Page MenuHomeFreeBSD

Add a sysctl tree for UMA.
ClosedPublic

Authored by jeff on Nov 26 2019, 12:45 AM.
Tags
None
Referenced Files
F106195116: D22554.diff
Thu, Dec 26, 11:22 PM
Unknown Object (File)
Nov 22 2024, 6:58 PM
Unknown Object (File)
Nov 16 2024, 7:25 AM
Unknown Object (File)
Nov 15 2024, 6:37 PM
Unknown Object (File)
Nov 5 2024, 2:18 PM
Unknown Object (File)
Oct 9 2024, 10:40 PM
Unknown Object (File)
Oct 6 2024, 8:20 PM
Unknown Object (File)
Oct 6 2024, 3:57 AM
Subscribers

Details

Summary

This has been sorely needed for a while. I have added a sysctl oid for every zone. Here is an example:

vm.uma.RADIX_NODE.stats.xdomain: 0
vm.uma.RADIX_NODE.stats.fails: 0
vm.uma.RADIX_NODE.stats.frees: 3404547
vm.uma.RADIX_NODE.stats.allocs: 3488279
vm.uma.RADIX_NODE.stats.current: 75216
vm.uma.RADIX_NODE.domain.0.wss: 233
vm.uma.RADIX_NODE.domain.0.imin: 22011
vm.uma.RADIX_NODE.domain.0.imax: 22011
vm.uma.RADIX_NODE.domain.0.nitems: 22011
vm.uma.RADIX_NODE.limit.sleeps: 0
vm.uma.RADIX_NODE.limit.sleepers: 0
vm.uma.RADIX_NODE.limit.max_items: 0
vm.uma.RADIX_NODE.limit.items: 0
vm.uma.RADIX_NODE.keg.free: 8
vm.uma.RADIX_NODE.keg.pages: 3925
vm.uma.RADIX_NODE.keg.align: 1
vm.uma.RADIX_NODE.keg.ipers: 27
vm.uma.RADIX_NODE.keg.ppera: 1
vm.uma.RADIX_NODE.keg.rsize: 144
vm.uma.RADIX_NODE.keg.name: RADIX NODE
vm.uma.RADIX_NODE.count_max: 253
vm.uma.RADIX_NODE.count: 203
vm.uma.RADIX_NODE.flags: 2147745792
vm.uma.RADIX_NODE.size: 144

Here's the keg portion of z ZSECOND zone
vm.uma.mbuf_packet.keg.free: 1
vm.uma.mbuf_packet.keg.pages: 1906
vm.uma.mbuf_packet.keg.align: 255
vm.uma.mbuf_packet.keg.ipers: 15
vm.uma.mbuf_packet.keg.ppera: 1
vm.uma.mbuf_packet.keg.rsize: 256
vm.uma.mbuf_packet.keg.name: mbuf

Both mbuf and mbuf_packet will print the same stats for the "mbuf" keg.

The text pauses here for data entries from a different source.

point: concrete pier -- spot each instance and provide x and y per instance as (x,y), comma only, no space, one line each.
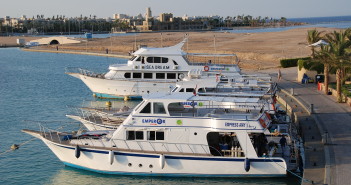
(328,158)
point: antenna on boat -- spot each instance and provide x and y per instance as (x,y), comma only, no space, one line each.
(214,45)
(186,38)
(161,41)
(135,48)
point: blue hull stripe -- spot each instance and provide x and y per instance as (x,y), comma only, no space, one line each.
(175,157)
(109,96)
(172,174)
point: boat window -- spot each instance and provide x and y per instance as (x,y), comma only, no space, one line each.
(174,90)
(139,135)
(171,75)
(130,135)
(160,135)
(164,60)
(155,135)
(175,107)
(126,75)
(132,58)
(146,109)
(135,135)
(157,59)
(151,135)
(150,59)
(136,75)
(148,75)
(160,75)
(137,107)
(202,90)
(180,76)
(159,108)
(189,89)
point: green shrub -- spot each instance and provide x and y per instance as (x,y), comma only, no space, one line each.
(310,65)
(291,62)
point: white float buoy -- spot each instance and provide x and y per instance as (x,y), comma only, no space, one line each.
(111,156)
(77,152)
(162,161)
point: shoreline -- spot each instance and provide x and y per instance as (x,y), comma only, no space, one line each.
(76,53)
(256,51)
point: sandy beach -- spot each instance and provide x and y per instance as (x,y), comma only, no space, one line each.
(255,50)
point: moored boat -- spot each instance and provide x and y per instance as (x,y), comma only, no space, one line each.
(153,70)
(163,138)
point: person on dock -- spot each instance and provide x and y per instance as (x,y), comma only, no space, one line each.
(282,142)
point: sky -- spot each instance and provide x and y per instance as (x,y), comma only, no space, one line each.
(106,8)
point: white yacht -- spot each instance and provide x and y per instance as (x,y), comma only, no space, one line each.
(153,70)
(163,138)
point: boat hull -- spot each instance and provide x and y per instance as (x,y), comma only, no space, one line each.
(146,164)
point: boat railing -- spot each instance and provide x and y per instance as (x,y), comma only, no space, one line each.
(84,72)
(148,146)
(131,145)
(202,59)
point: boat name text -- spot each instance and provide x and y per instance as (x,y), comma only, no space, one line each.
(156,67)
(234,124)
(158,121)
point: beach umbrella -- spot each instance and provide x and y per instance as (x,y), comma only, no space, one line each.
(319,43)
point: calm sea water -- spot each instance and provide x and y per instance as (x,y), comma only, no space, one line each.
(33,86)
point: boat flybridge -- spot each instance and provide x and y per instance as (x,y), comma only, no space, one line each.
(163,138)
(246,97)
(153,70)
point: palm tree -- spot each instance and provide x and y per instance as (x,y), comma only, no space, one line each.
(322,57)
(313,36)
(338,55)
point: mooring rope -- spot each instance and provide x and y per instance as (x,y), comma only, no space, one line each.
(298,176)
(15,146)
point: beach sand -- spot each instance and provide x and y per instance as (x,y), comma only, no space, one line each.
(255,50)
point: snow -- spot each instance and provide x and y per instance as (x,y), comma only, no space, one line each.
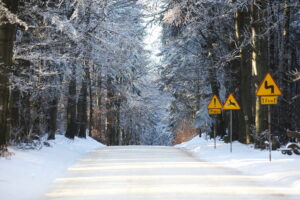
(28,174)
(281,174)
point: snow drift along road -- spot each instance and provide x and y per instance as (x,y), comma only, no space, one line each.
(147,172)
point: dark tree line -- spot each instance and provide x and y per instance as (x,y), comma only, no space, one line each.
(71,67)
(223,47)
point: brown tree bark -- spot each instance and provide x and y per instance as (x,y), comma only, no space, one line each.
(7,35)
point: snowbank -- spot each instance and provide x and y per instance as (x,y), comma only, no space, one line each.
(282,174)
(28,174)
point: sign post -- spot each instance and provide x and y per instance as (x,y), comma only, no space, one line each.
(269,91)
(214,108)
(231,104)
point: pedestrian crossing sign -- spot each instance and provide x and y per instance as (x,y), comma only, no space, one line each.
(268,87)
(214,103)
(231,103)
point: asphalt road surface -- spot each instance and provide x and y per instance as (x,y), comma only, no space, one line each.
(158,173)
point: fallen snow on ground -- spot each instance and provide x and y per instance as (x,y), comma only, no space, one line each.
(282,174)
(28,174)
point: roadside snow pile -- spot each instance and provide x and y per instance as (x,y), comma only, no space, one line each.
(282,174)
(28,174)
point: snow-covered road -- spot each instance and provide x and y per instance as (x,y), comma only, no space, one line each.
(147,172)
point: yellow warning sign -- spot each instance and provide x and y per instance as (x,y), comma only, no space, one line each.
(268,87)
(231,103)
(266,100)
(214,111)
(214,103)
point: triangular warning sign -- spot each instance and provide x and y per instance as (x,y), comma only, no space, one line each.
(231,104)
(268,87)
(214,103)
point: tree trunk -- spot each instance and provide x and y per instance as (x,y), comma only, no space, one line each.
(7,35)
(71,109)
(259,58)
(242,27)
(82,110)
(53,118)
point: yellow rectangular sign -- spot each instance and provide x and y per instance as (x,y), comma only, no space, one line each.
(214,111)
(266,100)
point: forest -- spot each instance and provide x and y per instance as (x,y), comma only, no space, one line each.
(80,67)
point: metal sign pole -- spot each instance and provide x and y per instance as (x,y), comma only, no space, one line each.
(231,131)
(270,135)
(215,133)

I had to preprocess and dup the name because we make zones with duplicate names and use illegal characters for sysctl. This means that it is really a human targeted interface.

I have not yet added any writable controls. Presumably you could update limit policies, bucket sizes, or whatever you like for experimentation. I also think we need some more stats. At one point I had counters for fast path vs slow path allocs etc.

Diff Detail

Lint
Lint Passed
Unit
No Test Coverage
Build Status
Buildable 27821
Build 26000: arc lint + arc unit

Event Timeline

jeff added reviewers: markj, kib, glebius, gallatin.
jeff set the repository for this revision to rS FreeBSD src repository - subversion.
sys/vm/uma_core.c
1852

I could break this up into multiple functions but it would serve no real purpose other than style. It is inherently very linear and verbose.

1870

I think this needs to be +2. +1 for underscore and + 1 for null terminator.

sys/vm/uma_int.h
342

I renamed this because it confused even me.

sys/vm/uma_core.c
263–264

It might have been nicer to have both, avoiding ugly unused params.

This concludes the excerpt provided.